Les Monumentales : Stefie Shock encourage les artistes émergents!
Mardi passé, je rencontrais Stefie Shock au Café du Nouveau Monde pour discuter du spectacle Les Monumentales. Le concept est simple : un artiste émergent invite un artiste établi à se joindre à lui pour la présentation d’un spectacle complet à la Scène Financière Sun Life du Monument-National. C’est donc demain que l’auteure-compositeure-interprète Gaële invite Stefie Shock à se joindre à elle pour le spectacle.
Rencontre avec Stefie Shock
J.D : Gaële t’a invité à concevoir le prochain spectacle des Monumentales. À quoi aurons-nous droit?
S.S : Nous avons commencé par choisir les chansons que nous voulions faire de part et d’autres et ensuite on s’est demandé quel genre de formule on prendrait pour les jouer. Nous serons 5 sur scène : Amélie Mandville multiinstrumentiste (chant, bassiste, percussions, etc.), Yves Labonté bassiste et peinture en direct ainsi que Lucas Paris DJ qui mettra des rythmes.
J.D : Ce que Lucas Paris fait, appelle-t-on ça de l’exploration sonore?
S.S : Oui, ce sera notre designer sonore pour la soirée. On ne sait pas ce qu’il fera. Tout au long du spectacle, il va bidouiller avec ses machines.
J.D : Tu chanteras et tu joueras de la guitare j’imagine?
S.S. Oui. Je jouerai aussi de la batterie, car nous avons trouvé des arrangements et des reprises que nous interpréterons ensemble. Nous avons vraiment procédé chanson par chanson, c’est à dire que, pour chacune, nous nous sommes questionnés sur la manière de la rendre. Il y aura donc beaucoup de nuances, de sonorités différentes. Notre démarche était d’avoir une bonne idée pour chaque chanson, sinon on la laissait tomber pour en choisir une autre.
J.D : Je comprends donc que vous jouerez ensemble tout au long du spectacle? Qu’un accompagnera l’autre?
S.S : À une exception près, Gaële fera partie de toutes mes chansons. Elle aurait pu prendre une pause, mais je me suis demandé pourquoi, dans l’fond! La pause c’est entre les deux parties du spectacle… et après!
J.D. : J’aime bien votre idée de peinture en direct par l’artiste Yves Labonté. Que ferez-vous ensuite avec sa toile?
S.S. : Elle sera vendue au bénéfice des causes que nous soutenons : la mienne, REVIVRE, et celle de Gaële, La Fondation André Dédé Fortin. Comme je suis porte-parole de cette cause, j’essaie toujours d’en faire le maximum. C’est très généreux de la part d’Yves Labonté d’offrir ainsi son talent.
J.D : Si on retourne dans le temps, au début de ta carrière, as-tu participé à un événement (spectacle) du genre, où tu étais jumelé avec un artiste plus établi?

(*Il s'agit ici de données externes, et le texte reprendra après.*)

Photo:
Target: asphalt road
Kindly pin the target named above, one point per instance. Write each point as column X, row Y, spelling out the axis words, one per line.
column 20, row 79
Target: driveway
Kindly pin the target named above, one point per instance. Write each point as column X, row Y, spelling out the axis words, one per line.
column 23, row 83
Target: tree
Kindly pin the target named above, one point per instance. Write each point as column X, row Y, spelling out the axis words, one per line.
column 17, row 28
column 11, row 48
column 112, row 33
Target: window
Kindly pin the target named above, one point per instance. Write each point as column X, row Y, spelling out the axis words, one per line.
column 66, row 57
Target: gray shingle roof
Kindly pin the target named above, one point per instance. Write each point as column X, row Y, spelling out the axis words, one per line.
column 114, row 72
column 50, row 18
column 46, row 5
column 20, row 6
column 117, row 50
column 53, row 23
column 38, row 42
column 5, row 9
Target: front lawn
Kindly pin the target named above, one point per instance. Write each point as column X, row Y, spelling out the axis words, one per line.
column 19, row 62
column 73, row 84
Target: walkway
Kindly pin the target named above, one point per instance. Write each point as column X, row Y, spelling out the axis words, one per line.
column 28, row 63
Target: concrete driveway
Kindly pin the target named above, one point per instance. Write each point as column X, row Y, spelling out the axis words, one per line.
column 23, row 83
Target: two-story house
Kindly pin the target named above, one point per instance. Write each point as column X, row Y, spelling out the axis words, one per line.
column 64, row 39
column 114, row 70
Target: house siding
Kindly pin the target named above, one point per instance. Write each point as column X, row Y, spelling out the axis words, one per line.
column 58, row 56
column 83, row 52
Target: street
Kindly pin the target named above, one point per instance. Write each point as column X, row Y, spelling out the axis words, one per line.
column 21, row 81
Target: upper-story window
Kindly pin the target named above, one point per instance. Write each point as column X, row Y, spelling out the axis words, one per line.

S.S : Pas vraiment dans le même genre, mais en 2001, Jean Leloup m’avait invité à faire sa première partie pour deux spectacles. C’est certain que Jean Leloup avait un gros 10 ans d’avance sur moi! Ça m’a donné un « boost » incroyable. J’avais accès à son public qui est stimulant, jeune, expressif et énergisant. J’ai été chanceux d’avoir une telle opportunité.
J.D : Comme tu es porte-parole de l’organisme REVIVRE et que tu as parlé ouvertement de ton trouble anxieux, je me demandais comment tu composes avec le stress d’être sur scène ?
S.S : En fait, je n’ai jamais eu de problème d’anxiété sur scène, jamais. C’est toujours arrivé à peu près n’importe où sauf sur les planches. Le trac avant un spectacle est pour moi autre chose. Ça n’a pas rapport! J’ai été chanceux j’imagine. Peut-être parce que, sur scène, je suis si préoccupé par mon show, que ça mobilise mes pensées.
La repas arrive, fin de l’entrevue … Merci beaucoup, Stefie, de ta générosité et au plaisir de te voir sur scène demain soir dans le cadre des Monumentales au Monument-National.